Veda Brings Kraken Vaults to 2,000+ Teams on Privy

Veda will make the vault infrastructure behind Kraken DeFi Earn available to more than 2,000 developer teams on Privy through a new API announced at Proof of Talk 2026.

Veda is making the vault infrastructure that powers Kraken DeFi Earn available to developer teams building on Privy via an API integration announced at Proof of Talk 2026 in Paris.

Privy, acquired by Stripe in June 2025, provides embedded wallet infrastructure to more than 2,000 developer teams and supports over 120 million accounts. Its wallets do not require seed phrases or separate apps.

Until now, Veda reached platforms through one-off integrations with companies including Kraken and EtherFi. Those integrations required months of engineering work.

The Privy API allows developers to call Veda's vault stack directly instead of building a custom connection. At launch, Veda will offer two vaults that use diversified, multi-protocol strategies across leading EVM chains and accept major stablecoins. Developers can set their own fee on top of the yield strategies.

Veda plans to publish specific vault configurations and live yield networks in product documentation at launch. The company intends to add more allocation pathways after general availability, including top lending protocols and support for Solana.

Privy and Veda reported stablecoins now make up about 70% of assets in Privy-powered wallets, up from roughly 20% a year earlier.
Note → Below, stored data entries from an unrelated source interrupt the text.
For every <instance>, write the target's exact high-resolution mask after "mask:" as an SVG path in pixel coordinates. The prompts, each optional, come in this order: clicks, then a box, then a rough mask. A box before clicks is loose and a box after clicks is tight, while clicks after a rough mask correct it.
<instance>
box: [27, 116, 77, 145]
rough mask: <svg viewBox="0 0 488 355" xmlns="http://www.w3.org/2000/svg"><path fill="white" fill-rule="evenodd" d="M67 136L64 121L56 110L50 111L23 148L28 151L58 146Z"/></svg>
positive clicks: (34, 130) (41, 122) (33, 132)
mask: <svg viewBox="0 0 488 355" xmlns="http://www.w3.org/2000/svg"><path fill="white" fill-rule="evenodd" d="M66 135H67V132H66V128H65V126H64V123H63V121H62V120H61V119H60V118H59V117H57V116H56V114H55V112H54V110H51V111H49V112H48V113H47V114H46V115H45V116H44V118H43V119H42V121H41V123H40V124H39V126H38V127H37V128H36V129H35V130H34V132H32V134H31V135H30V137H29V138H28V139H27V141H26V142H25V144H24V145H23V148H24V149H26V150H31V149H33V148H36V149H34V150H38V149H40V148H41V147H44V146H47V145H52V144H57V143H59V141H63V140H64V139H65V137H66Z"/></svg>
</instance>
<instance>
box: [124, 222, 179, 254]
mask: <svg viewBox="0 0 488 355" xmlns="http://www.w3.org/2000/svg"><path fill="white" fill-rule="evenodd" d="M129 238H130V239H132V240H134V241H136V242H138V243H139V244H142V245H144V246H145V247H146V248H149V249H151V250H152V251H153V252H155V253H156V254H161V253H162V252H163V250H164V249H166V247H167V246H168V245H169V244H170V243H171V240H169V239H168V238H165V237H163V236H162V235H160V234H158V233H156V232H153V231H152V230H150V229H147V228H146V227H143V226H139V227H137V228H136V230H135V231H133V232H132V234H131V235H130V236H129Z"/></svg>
Veda said Kraken DeFi Earn drew more than $250 million in deposits in under four months.

Veda reported it has not experienced a major security incident. The company recently appointed Alberto Cuesta Cañada, co-author of the ERC-4626 vault standard and a former head of security at Optimism, as vice president of onchain security, and named TuongVy Le, former general counsel at Anchorage and a six-year SEC veteran, as general counsel.

Veda offers enterprise controls such as screening for OFAC sanctions, limiting vault access to a whitelist of approved users, and refusing to support products it deems excessively risky or opaque. Raghupathi described security as the company's top priority and noted the team has worked through stablecoin depegs, protocol exploits and liquidity crunches.

Raghupathi added that clearer rules would help the vault category and that some product types would not be supported. He said mainstream users are likely to access decentralized finance services through apps they already use rather than by interacting directly with blockchains.

Privy CEO Henri Stern said the integration expands what developers on the platform can build and that access to Veda's vault infrastructure through Privy's APIs lets teams offer yield products previously available only to large crypto platforms.

Access to the integration is currently by waitlist. Veda and Privy plan general availability next month.